The podcasters also track down Laurie, now a self-exiled outsider holed up in a country house fortress surrounded by barbed wire fences, security cameras, flood lights, and an arsenal the envy of despotic warlords everywhere. Nobody believes her, including daughter Karen (Judy Greer), that Michael is coming back. But even though it costs her social standing, marriages, and a close relationship with Karen and granddaughter Allyson (Andi Matichak), Laurie will be ready for the masked madman this time. The podcasters ask Laurie, “Don’t you want closure? Why don’t you talk to him?” They must subscribe to ‘so what’ theory of Halloween night in 1978 Haddonfield, Illinois. In 2018, five murders doesn’t come across as that big a deal says one of Allyson’s school friends. He has a point. Amidst real life classroom, nightclub, and outdoor concert massacres, whose victim counts nudge higher and higher as at home armories grow larger and larger, five murder victims really doesn’t sound so shocking.

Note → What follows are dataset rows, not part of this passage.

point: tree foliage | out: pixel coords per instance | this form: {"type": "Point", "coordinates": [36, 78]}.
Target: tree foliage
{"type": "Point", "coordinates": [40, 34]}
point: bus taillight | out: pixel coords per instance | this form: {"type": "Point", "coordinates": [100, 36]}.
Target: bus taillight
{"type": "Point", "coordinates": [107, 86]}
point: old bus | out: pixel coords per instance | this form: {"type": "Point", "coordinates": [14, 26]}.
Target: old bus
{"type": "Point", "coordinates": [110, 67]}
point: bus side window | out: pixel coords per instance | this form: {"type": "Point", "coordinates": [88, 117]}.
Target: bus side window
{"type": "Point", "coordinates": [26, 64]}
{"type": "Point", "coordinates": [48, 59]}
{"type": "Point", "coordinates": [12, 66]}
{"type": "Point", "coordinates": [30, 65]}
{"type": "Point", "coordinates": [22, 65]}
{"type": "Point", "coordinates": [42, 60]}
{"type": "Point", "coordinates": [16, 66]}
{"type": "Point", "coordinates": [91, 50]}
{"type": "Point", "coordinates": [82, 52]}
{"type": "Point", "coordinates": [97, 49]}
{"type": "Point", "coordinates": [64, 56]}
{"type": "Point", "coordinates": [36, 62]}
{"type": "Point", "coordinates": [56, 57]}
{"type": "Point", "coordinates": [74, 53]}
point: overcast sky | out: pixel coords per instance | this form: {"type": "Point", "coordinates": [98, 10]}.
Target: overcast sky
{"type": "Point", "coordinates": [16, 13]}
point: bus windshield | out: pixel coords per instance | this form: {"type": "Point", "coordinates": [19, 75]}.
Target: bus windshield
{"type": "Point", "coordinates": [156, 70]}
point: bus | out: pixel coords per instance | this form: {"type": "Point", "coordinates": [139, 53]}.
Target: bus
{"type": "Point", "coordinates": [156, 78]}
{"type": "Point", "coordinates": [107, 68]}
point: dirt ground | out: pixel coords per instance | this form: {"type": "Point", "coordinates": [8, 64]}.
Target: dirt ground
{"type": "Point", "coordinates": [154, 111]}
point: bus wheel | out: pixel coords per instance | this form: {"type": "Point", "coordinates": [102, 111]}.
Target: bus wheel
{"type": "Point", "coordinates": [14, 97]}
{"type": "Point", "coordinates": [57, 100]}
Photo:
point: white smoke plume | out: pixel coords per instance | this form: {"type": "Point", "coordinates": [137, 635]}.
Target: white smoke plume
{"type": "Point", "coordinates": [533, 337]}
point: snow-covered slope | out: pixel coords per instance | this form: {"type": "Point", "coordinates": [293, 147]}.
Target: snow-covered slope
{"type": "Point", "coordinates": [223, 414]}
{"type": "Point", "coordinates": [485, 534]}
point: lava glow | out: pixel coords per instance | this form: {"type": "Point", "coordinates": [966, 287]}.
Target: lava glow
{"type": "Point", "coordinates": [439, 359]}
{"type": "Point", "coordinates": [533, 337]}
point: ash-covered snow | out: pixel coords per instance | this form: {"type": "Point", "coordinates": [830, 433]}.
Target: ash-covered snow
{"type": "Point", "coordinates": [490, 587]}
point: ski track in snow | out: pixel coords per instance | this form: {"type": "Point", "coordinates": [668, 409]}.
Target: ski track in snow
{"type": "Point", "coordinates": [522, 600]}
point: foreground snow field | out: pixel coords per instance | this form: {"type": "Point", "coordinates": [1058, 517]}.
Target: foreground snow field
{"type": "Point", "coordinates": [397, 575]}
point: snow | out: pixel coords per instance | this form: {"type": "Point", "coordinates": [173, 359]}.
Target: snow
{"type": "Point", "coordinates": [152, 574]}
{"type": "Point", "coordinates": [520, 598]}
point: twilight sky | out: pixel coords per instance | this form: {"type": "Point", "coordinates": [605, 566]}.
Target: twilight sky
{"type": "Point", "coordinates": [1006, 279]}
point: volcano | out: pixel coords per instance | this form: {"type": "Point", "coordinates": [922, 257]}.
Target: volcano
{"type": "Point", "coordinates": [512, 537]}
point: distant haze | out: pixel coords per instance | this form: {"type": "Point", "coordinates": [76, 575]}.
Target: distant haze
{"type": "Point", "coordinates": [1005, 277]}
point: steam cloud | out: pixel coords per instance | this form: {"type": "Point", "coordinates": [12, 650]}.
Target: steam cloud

But Michael Myers is not your average high school student with a grudge. He may or may not have supernatural powers, depending on if you subscribe to particular sequel theories about how a six year-old boy suddenly morphed into a remorseless killing machine. While Laurie grew up and had some version of a life, Michael remained the same thing he always was; he hasn’t changed a bit. Neither has Halloween’s general story arc and directorial choices. Apparently, David Gordon Green has never met a jump scare he didn’t want to unnecessarily throw in to elicit a cheap jolt. The on-screen knifings will not petrify 2018 audiences the way they did 40 years ago. We watch Michael both slyly stalk his victims for a surprise attack and confront them head on pummeling them from one end of a room to another, and none of it will scare you. There will be some audible groans when gooey brain matter splatters about, but that is not fear. Therefore, it’s jump scare for us.

If you’re seen the original 1978 film, you’re already seen this movie. They are deliberately and cheekily the same, with multiple insider winks at those in the know. Babysitters take center stage again and victims are marked if they try to engage in fumbling, carnal teenager activities - an indicator all horror fans recognize as a harbinger of doom. Most impressive is Virginia Gardner, who plays Vicky, the unfortunate babysitter this time around, as she offers a fresh take on the ‘there’s a monster in the closet’ device. She is more believable than Andi Matichak as Laurie’s granddaughter who mostly runs around in scream mode while Curtis goes full on Linda Hamilton in Terminator 2 - all mission, no fun. I do not understand the fascination with the Halloween franchise. There are devoted acolytes to the story of Laurie Strode and Michael Myers, but the routine of Michael escapes and kills some people wears thin. You either are a fan of this setup or you’re not and it will determine your enjoyment of this remake. The studio claims it’s a sequel, but it’s really Halloween 40 years later, hence why they didn’t even change the title.